01. La mitsva de construire une synagogue

En toute localité où résident dix Juifs, c’est une obligation pour eux de se désigner une maison pour y faire leur prière, maison qui leur soit comme un petit temple (miqdach me’at). Cette maison s’appelle synagogue, beit-knesset (Maïmonide, Hilkhot Téphila 11, 1).

Il importe de signaler que la synagogue n’est pas seulement un lieu qui aide à la tenue des prières en communauté : elle possède encore une valeur propre, car elle est destinée à la récitation des paroles consacrées (telles que le Qaddich, Barekhou ou la Qédoucha), et la Présence divine y réside. Aussi est-ce un grand devoir que de construire la synagogue, comme il est dit : « Ils Me feront un sanctuaire et Je résiderai parmi eux » (Ex 25, 8). Certes, l’intention essentielle du verset est d’ordonner la construction du Temple, mais le devoir de construire une synagogue prolonge cette mitsva et s’enracine en elle (cf. Pniné Halakha, Liqoutim I). C’est à ce propos que le prophète Ezéchiel a dit : « Je serai pour eux un petit Temple » (11, 16). Rabbi Yits’haq explique : « Ce sont les synagogues et les maisons d’étude » (Méguila 29a).

Après que le Temple fut détruit, que nous fûmes exilés de notre terre et que la Présence divine elle-même s’exila avec nous, après qu’il fut impossible de monter au Temple et de paraître devant l’Eternel notre Dieu, il devint particulièrement vrai que les synagogues et les maisons d’étude sont les lieux dans lesquels nous pouvons conserver le souvenir du dévoilement de la Présence divine, qui se manifestait dans le Temple.
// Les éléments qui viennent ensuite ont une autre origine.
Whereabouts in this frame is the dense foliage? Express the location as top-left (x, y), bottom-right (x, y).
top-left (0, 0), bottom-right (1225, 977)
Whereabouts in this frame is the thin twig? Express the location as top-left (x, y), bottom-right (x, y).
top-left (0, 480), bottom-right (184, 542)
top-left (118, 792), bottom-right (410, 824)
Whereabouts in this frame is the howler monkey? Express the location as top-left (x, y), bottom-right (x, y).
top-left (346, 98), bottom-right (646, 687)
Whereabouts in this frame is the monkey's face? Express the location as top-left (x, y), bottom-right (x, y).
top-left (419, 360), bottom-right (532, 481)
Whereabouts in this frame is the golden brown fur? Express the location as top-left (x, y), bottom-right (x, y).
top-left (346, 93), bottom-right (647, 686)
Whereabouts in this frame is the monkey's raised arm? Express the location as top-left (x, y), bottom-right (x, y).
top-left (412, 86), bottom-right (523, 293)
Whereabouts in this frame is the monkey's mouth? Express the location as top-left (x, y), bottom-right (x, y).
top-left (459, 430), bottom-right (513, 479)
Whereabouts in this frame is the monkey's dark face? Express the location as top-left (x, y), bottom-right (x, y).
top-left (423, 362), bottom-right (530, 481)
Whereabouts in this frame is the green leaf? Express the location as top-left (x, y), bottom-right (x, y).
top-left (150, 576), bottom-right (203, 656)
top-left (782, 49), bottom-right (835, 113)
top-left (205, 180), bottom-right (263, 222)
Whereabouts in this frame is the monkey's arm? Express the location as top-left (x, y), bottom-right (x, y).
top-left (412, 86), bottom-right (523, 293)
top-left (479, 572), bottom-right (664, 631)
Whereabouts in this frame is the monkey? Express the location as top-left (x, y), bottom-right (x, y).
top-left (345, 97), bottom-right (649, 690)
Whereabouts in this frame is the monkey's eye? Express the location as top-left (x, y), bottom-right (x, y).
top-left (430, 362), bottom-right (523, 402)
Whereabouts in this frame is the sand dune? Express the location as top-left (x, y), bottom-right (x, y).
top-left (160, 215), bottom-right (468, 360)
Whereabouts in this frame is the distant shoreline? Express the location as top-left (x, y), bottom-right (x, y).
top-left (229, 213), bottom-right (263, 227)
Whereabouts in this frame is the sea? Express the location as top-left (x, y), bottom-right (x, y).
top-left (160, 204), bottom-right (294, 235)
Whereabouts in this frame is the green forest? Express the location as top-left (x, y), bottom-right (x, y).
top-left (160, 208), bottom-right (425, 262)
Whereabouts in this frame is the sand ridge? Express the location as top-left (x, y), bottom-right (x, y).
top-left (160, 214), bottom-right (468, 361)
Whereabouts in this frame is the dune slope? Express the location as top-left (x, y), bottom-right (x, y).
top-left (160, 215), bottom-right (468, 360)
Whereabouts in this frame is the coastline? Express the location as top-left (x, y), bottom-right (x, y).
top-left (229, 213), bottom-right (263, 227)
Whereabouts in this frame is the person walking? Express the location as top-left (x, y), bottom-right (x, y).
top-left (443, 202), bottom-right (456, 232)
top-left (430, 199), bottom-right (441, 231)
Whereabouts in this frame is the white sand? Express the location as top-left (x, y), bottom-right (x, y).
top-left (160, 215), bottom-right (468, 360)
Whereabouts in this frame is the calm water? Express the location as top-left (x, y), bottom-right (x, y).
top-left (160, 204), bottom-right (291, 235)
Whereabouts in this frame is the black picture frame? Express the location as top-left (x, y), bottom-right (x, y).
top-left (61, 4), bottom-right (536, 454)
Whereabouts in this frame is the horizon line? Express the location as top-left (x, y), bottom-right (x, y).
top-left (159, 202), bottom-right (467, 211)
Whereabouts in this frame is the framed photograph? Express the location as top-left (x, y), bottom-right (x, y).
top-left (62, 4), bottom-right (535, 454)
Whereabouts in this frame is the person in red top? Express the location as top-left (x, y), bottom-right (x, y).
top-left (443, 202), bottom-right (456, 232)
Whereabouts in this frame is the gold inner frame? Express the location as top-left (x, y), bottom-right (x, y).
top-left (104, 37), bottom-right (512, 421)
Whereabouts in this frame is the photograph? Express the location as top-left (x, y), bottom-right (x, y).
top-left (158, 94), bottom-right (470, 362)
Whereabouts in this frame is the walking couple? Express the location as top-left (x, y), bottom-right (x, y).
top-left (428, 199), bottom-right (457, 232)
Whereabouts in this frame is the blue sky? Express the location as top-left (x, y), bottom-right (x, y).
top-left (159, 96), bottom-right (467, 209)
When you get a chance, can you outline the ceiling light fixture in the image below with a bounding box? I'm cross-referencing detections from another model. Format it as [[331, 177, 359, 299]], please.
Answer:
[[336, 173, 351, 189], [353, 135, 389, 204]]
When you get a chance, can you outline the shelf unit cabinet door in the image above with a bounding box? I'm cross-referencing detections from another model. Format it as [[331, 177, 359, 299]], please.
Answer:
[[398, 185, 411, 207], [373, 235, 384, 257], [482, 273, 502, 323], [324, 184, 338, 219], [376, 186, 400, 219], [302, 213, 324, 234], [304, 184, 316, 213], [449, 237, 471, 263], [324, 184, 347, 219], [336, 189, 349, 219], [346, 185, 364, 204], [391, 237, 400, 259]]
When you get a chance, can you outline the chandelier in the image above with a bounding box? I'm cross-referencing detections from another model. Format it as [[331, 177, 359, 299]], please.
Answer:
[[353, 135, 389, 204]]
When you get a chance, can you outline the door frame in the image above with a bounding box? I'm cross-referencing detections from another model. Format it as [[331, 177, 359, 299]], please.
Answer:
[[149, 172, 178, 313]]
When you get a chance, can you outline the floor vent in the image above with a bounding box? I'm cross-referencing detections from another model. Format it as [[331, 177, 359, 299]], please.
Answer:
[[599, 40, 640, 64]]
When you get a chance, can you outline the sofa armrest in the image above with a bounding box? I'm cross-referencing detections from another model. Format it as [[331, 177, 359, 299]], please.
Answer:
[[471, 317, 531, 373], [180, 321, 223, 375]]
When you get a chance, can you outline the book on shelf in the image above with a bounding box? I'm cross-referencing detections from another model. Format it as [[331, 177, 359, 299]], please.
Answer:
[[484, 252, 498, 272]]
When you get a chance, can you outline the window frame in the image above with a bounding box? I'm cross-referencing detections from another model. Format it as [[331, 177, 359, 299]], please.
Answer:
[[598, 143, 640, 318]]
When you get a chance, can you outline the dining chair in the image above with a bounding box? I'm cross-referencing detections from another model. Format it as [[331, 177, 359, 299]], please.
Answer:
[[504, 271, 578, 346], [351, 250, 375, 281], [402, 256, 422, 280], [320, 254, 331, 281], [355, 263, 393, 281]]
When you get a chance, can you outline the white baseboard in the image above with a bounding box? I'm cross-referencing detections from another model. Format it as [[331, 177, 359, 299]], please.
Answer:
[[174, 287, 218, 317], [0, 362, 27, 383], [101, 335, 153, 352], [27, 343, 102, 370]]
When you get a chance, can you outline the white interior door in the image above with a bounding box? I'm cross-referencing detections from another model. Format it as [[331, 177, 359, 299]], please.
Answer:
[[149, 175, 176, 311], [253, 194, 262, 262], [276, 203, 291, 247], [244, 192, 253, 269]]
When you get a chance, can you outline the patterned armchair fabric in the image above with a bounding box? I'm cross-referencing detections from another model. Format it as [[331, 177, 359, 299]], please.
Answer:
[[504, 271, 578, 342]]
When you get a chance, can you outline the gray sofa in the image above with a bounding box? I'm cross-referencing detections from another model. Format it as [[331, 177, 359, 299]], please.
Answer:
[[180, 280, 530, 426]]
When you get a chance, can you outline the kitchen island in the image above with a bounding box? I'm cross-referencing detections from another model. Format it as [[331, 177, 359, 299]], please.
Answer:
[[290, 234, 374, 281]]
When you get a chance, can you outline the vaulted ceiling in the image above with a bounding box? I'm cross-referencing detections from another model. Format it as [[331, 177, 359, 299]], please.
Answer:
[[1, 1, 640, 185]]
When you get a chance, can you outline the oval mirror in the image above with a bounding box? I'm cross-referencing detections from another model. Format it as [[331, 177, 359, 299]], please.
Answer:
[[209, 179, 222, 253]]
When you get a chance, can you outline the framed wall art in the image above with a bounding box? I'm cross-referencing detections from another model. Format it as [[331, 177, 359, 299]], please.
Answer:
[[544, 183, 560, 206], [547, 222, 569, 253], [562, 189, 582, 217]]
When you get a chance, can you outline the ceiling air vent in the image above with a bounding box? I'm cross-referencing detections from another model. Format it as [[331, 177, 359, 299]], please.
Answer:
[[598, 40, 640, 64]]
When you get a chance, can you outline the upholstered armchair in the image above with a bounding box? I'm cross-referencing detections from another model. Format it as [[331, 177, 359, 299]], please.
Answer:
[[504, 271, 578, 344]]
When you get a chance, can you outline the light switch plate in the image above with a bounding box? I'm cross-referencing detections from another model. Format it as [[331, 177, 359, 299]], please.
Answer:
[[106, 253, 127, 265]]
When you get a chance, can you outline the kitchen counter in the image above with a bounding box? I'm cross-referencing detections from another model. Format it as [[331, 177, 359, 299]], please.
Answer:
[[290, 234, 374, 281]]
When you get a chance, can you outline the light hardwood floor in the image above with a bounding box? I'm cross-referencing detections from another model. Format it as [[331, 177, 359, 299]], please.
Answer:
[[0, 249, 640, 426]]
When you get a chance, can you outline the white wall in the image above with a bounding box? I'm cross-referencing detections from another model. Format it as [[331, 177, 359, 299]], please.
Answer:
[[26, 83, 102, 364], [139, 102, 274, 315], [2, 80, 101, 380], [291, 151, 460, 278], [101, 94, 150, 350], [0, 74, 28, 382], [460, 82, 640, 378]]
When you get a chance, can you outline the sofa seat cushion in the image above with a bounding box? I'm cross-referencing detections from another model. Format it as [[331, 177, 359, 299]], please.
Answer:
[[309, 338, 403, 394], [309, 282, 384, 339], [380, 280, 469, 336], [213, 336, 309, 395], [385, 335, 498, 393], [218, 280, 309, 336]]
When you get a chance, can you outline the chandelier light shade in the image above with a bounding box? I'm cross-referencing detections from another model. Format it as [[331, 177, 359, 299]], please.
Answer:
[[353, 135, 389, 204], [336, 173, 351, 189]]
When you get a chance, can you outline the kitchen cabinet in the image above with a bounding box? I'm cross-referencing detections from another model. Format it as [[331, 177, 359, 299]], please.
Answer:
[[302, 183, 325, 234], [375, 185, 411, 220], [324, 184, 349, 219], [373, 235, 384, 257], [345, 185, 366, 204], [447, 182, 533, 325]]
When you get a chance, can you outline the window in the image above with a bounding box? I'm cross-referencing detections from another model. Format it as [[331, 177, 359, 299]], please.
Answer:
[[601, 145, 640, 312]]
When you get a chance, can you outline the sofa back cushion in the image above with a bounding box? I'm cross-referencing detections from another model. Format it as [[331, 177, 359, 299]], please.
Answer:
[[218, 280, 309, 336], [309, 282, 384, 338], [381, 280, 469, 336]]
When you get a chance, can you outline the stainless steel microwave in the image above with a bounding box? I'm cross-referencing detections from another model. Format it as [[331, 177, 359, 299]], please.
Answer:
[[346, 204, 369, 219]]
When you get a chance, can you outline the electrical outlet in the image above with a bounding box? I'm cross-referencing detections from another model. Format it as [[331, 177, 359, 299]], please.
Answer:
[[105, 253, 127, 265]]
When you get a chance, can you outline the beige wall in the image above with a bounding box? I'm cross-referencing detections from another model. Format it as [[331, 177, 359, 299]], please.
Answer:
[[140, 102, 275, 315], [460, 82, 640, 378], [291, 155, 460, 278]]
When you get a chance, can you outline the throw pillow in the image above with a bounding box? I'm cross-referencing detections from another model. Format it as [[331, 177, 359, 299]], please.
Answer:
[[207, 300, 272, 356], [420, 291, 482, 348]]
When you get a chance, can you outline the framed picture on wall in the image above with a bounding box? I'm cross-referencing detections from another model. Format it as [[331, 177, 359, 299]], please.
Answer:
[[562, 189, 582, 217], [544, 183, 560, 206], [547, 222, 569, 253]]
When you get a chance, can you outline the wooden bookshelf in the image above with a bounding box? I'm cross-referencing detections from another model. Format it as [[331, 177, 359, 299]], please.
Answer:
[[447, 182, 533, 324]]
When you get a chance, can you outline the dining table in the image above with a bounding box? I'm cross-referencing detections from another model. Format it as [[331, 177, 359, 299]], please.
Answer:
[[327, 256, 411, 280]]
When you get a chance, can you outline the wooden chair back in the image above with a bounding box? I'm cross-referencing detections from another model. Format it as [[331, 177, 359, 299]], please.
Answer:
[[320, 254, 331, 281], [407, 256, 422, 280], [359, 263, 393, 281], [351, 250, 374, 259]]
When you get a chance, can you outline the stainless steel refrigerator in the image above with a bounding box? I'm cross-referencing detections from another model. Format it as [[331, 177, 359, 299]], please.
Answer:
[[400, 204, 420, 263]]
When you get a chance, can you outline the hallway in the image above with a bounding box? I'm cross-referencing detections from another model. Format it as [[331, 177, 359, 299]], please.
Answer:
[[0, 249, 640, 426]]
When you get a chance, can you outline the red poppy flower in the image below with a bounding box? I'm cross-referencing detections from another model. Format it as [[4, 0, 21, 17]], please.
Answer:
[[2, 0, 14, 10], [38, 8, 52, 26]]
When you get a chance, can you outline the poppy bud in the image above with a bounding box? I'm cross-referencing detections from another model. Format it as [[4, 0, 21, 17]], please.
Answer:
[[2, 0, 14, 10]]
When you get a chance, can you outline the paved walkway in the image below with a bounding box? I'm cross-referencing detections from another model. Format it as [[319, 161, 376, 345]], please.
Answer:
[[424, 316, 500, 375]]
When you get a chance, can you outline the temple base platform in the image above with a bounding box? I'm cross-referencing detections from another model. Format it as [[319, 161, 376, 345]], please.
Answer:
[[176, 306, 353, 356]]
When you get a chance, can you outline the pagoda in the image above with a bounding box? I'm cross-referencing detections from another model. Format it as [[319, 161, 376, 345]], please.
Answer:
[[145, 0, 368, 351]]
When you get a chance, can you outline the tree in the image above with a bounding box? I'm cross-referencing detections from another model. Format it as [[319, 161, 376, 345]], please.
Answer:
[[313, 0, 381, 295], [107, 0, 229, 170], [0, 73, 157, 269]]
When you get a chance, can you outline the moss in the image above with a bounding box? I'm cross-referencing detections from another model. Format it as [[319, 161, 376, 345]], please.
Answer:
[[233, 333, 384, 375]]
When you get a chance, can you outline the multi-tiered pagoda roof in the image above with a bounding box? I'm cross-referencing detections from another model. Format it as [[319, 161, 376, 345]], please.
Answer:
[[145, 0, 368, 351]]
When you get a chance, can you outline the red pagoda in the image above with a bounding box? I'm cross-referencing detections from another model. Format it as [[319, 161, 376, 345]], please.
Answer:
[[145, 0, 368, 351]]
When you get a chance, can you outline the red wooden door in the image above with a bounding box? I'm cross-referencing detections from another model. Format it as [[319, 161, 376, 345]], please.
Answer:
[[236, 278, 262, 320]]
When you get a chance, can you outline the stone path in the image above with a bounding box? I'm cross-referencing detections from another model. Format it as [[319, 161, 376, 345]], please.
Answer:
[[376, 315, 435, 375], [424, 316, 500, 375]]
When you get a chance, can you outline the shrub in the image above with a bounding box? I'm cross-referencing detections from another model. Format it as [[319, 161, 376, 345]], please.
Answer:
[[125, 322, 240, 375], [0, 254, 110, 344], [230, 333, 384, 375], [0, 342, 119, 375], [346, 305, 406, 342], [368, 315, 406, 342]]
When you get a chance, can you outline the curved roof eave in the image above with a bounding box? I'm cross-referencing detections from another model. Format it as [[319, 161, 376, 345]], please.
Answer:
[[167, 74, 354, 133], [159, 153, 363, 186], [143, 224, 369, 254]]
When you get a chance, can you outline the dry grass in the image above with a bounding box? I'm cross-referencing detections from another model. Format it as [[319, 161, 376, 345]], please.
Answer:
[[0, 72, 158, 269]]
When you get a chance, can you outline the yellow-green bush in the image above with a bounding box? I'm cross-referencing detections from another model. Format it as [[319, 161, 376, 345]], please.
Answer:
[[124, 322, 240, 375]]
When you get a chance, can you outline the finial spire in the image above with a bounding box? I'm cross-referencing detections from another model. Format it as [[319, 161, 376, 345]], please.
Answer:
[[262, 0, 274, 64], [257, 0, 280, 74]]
De même, les prières qui sont dites à la synagogue ont été instituées en référence aux sacrifices qui étaient offerts au Temple. Si bien que la fondation d’une synagogue répond à deux buts : le premier est d’aider à la tenue des prières de façon bien ordonnée, le second est de servir de petit sanctuaire, forme de souvenir et d’extension de la sainteté du Temple (cf. Pniné Halakha, Liqoutim I, chap. 6 sur les règles relatives à la synagogue ; ici, nous rapporterons les règles applicables aux femmes).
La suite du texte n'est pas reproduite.